In the current release, profiling a kernel while any other GPU work is executing on the same MIG compute instance can result in varying metric values for all units. Care should be taken to serialize, or otherwise prevent concurrent CUDA launches within the target application to ensure those kernels do not influence each other. Be aware that GPU work issued through other APIs in the target process or workloads created by non-target processes running simultaneously in the same MIG compute instance will influence the collected metrics. Note that it is acceptable to run CUDA processes in other MIG compute instances as they will not influence the profiled MIG compute instance.

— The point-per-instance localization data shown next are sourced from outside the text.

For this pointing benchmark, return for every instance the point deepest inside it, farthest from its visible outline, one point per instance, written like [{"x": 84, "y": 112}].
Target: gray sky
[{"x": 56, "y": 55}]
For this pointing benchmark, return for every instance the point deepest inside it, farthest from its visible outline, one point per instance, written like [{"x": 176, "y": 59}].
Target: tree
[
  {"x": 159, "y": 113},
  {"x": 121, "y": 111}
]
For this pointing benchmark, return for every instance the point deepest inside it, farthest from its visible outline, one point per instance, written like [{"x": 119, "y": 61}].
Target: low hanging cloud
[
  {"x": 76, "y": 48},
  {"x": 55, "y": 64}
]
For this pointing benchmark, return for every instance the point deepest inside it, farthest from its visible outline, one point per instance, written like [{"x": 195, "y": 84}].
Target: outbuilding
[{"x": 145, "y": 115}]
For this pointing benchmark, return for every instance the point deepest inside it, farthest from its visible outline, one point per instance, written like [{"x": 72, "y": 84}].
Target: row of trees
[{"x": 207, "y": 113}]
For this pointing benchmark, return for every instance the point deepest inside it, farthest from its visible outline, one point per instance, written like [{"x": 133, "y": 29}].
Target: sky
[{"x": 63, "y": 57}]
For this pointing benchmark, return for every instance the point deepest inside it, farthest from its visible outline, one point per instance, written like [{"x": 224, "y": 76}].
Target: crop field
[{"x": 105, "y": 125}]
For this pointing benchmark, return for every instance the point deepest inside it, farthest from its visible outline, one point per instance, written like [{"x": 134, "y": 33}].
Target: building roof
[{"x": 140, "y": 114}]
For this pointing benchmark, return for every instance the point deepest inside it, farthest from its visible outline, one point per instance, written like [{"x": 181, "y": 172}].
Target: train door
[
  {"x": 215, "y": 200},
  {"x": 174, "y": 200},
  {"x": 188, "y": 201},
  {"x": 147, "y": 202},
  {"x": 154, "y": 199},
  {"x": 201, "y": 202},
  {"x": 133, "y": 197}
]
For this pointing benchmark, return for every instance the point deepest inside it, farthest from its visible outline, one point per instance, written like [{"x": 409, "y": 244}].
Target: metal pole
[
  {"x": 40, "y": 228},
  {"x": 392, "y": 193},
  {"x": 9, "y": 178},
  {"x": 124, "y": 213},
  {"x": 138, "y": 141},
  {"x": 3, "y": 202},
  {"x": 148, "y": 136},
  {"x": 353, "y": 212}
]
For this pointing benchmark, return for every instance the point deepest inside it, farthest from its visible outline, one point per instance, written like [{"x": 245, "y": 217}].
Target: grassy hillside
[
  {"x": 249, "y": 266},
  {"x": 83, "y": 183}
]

Events or metrics collection may significantly change the overall performance characteristics of the application. Refer section CUPTI Overhead for more details.
For some metrics, the required events can only be collected for a single CUDA context. For an application that uses multiple CUDA contexts, these metrics will only be collected for one of the contexts. The metrics that can be collected only for a single CUDA context are indicated in the metric reference tables.
Some metric values are calculated assuming a kernel is large enough to occupy all device multiprocessors with approximately the same amount of work. If a kernel launch does not have this characteristic, then those metric values may not be accurate.
Some events and metrics are not available on all devices. For list of metrics, you can refer to the metric reference tables.
Profiler events and metrics do not work correctly on OS X 10.8.5 and OS X 10.9.3. OS X 10.9.2 or OS X 10.9.4 or later can be used.
Enabling certain events can cause GPU kernels to run longer than the driver's watchdog time-out limit. In these cases the driver will terminate the GPU kernel resulting in an application error and profiling data will not be available. Please disable the driver watchdog time out before profiling such long running CUDA kernels
- On Linux, setting the X Config option Interactive to false is recommended.
- For Windows, detailed information about TDR (Timeout Detection and Recovery) and how to disable it is available at https://docs.microsoft.com/en-us/windows-hardware/drivers/display/timeout-detection-and-recovery
CUPTI can give out of memory error for event and metrics profiling, it could be due to large number of instructions in the kernel.
For devices with compute capability 8.0, the NVLink topology information is available but metrics information is not available.